Employers Seek to Halt Rising Specialty Drug Costs
Aggressive new approaches considered to curb financial hit from prescription drugs.
With increasing costs for specialty drugs, employers are taking a more aggressive approach to diminish the impact of prescription medication spending, according to a recent report by global professional services company Towers Watson.
As a result of high cost specialty drugs and the growing use of compound drugs, prescription drug spending has become a hurdle for employers seeking to keep health care expenditures under control. Employers are responding with specific plans that control spending into the immediate future.

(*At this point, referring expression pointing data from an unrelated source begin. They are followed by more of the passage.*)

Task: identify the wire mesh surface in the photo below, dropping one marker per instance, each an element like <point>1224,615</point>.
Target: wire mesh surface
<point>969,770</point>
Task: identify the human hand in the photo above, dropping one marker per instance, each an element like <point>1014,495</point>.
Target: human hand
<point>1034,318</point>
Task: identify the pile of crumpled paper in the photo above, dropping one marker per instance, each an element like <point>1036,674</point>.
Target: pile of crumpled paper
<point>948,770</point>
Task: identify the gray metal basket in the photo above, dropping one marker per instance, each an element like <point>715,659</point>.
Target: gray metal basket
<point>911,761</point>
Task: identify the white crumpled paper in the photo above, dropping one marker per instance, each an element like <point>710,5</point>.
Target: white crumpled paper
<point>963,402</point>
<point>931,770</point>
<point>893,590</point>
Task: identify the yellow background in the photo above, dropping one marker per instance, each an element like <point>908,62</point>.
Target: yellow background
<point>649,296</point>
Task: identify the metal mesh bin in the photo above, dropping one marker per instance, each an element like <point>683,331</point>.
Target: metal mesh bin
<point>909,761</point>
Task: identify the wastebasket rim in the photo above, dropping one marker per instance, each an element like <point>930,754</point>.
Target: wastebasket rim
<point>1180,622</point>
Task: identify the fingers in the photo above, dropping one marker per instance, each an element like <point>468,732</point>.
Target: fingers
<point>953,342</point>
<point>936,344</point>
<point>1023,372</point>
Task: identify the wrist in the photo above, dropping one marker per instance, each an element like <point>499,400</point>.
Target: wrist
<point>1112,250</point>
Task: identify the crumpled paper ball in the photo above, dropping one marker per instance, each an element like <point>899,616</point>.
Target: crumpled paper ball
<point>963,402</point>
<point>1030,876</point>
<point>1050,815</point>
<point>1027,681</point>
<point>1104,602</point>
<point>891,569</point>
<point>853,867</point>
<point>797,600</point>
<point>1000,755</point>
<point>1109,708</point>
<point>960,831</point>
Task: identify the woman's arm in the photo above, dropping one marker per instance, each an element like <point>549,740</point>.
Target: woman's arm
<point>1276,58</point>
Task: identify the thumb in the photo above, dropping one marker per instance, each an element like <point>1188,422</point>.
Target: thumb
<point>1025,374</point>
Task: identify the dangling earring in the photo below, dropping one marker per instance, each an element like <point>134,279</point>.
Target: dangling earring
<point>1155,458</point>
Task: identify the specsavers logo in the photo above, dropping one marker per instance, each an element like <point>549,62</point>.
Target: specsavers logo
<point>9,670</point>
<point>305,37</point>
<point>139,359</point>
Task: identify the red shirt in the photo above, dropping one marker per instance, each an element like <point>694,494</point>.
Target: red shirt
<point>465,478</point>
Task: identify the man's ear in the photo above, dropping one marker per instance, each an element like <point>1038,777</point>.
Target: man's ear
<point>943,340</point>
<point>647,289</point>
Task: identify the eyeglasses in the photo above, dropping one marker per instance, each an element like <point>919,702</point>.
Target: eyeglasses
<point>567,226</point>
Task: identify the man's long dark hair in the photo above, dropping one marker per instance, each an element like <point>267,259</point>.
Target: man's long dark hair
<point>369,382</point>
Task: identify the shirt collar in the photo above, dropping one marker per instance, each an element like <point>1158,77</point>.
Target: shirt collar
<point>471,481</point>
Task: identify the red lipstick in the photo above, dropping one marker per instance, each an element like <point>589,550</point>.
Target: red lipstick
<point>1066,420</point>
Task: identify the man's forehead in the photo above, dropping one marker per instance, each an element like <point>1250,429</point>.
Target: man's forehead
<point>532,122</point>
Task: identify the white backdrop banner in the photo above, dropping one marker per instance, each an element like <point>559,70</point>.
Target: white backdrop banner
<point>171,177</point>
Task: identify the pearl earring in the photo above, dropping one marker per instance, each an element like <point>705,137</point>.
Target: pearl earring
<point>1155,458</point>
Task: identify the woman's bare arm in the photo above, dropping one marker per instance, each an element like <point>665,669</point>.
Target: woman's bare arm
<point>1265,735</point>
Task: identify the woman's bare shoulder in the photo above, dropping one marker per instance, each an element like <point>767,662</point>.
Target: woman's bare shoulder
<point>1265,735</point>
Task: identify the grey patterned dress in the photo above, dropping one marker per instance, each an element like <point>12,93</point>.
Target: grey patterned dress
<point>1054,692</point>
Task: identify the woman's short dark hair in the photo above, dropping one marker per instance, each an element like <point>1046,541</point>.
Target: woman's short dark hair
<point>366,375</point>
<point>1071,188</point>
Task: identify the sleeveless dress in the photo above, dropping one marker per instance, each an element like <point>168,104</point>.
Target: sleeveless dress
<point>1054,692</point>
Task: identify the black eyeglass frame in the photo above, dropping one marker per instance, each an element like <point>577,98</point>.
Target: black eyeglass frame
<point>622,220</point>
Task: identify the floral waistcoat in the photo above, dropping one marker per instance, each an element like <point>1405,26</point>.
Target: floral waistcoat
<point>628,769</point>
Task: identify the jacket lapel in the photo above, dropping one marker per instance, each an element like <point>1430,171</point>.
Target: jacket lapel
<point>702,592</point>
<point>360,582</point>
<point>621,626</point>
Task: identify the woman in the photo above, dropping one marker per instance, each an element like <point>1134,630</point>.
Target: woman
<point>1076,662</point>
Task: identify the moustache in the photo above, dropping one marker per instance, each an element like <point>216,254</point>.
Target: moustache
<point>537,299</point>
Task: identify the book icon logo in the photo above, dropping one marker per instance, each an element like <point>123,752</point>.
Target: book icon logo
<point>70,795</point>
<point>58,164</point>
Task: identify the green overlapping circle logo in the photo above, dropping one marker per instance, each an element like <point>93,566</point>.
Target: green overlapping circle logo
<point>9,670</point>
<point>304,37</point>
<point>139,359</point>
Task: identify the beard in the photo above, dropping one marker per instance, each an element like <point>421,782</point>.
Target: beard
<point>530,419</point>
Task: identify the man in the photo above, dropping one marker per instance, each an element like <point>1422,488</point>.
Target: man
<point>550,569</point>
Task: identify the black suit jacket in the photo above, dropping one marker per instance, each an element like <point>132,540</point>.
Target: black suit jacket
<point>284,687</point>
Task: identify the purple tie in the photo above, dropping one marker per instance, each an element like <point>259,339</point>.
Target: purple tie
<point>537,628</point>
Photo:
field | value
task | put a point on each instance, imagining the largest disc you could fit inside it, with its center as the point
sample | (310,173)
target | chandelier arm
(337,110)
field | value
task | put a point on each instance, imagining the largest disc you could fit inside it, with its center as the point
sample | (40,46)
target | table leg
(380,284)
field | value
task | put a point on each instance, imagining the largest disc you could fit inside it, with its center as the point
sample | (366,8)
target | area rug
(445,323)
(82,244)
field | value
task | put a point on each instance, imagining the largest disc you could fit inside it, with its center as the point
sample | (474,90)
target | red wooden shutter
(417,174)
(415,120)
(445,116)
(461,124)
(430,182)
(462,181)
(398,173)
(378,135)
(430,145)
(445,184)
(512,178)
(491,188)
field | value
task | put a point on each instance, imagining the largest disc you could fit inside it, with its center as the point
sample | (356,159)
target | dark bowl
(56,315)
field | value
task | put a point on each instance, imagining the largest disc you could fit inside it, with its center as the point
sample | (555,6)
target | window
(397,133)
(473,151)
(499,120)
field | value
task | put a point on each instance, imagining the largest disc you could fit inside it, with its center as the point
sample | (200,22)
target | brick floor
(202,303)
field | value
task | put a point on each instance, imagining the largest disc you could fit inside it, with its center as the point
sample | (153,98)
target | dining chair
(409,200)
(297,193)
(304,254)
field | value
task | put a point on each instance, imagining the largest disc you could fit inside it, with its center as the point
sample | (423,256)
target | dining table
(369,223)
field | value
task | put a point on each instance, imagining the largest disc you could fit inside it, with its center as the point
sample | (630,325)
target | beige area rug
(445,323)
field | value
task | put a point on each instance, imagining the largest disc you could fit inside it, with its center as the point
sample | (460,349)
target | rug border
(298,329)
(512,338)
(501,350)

“Although pharmacy represents approximately 20% of employer-sponsored medical benefits costs, it is increasing at a rate that accounts for roughly half of medical cost inflation and should be a top priority for employers,” said Eric Michael, US central division pharmacy leader for Towers Watson. “The price, utilization and delivery of specialty prescription drugs, many of which require special handling or delivery, are a top pain point for employers. Frustrated by their lack of success in controlling these growing costs, employers are beginning to consider new aggressive approaches.”
In a survey evaluating best practices in health care among 487 large US employers, Towers Watson found 26% of employer-sponsored plans specifically address specialty drug cost and utilization. Furthermore, employers are taking action with several tactics that directly address the pharmacy benefit.
The survey found 53% of employers added tighter restrictions on coverage and utilization for specialty pharmacy, including prior authorization requirements and by limiting quantities based on clinical evidence. An additional 32% of employers are projected to add these restrictions by 2018.
“Because of the complexity involved in delivering specialty drugs, related costs are often paid through the medical benefit, rather than the pharmacy benefit,” Michael said. “When this is the case, employers look for data and reporting from the health plan to determine usage patterns to help them estimate their financial exposure.”
A growing number of employers are expected to exclude inappropriate compounds from benefit coverage, as 39% have taken this action already with an additional 24% expected to follow by 2018.
“[C]ompounds are prescribed by physicians, but prepared by pharmacists who mix or adjust drug ingredients to customize a medication for a specific patient. Given that the compounding process results in higher cost and their use may not be FDA-approved in compound form, health insurers increasingly will not cover them,” said Carmelina Rivera, US west division pharmacy leader for Towers Watson. “Left unchecked, pharmacy costs will continue to soar, creating an urgent need for employers to reevaluate their pharmacy plans and benefits to include maximizing use of generic drugs, and develop clear policies on the use of specialty and compound drugs. The challenge is to prudently manage pharmacy costs while enabling employees to access effective and affordable treatment.”